カストロの怒り
出典: フリー百科事典『ウィキペディア(Wikipedia)』 (2022/04/15 18:11 UTC 版)
他方ハバナではカストロが激怒していた。フルシチョフから何ら事前の通告もなく、彼はこれを降伏とみなした。キューバを攻撃及び侵攻しないという約束のもとで自国に搬入したミサイルを撤去する空手形になるかも知れないものであり、キューバの安全保障を取引の材料にされたカストロは我が耳を疑った。この日フルシチョフからのカストロ宛て書簡が届き、自制を求めるとともにアメリカの攻撃が差し迫っていたというカストロの考えを肯定した上でケネディによるキューバ不侵攻の確約は大きな勝利であり、これによりキューバの安全が確保されたという評価を押し通して協議する時間が無かったのだと主張した。 この書簡には、トルコのミサイルの撤去とキューバのミサイルの撤去とが取り引きされたことには触れなかった。カストロはその後、ミサイル撤去の際に様々な行動をすることになった。
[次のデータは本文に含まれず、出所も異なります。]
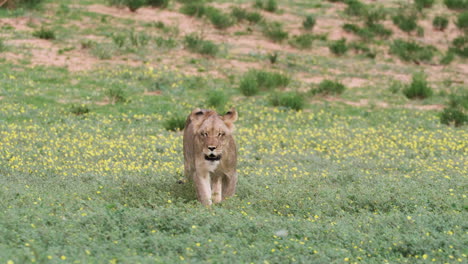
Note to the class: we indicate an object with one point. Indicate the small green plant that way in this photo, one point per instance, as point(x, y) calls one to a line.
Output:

後のフルシチョフの回想によれば、アメリカの度重なる偵察と海上封鎖に興奮したカストロはフルシチョフにアメリカを核攻撃するように迫ったとされ、ソ連の方も、核戦争をも厭わない小国の若手革命家と次第に距離を置くようになっていった。 後の歴史学者の間では、当時のソ連第一副首相のアナスタス・ミコヤンからの強い進言がキューバの核ミサイル撤去をフルシチョフに踏み切らせたと考えられている。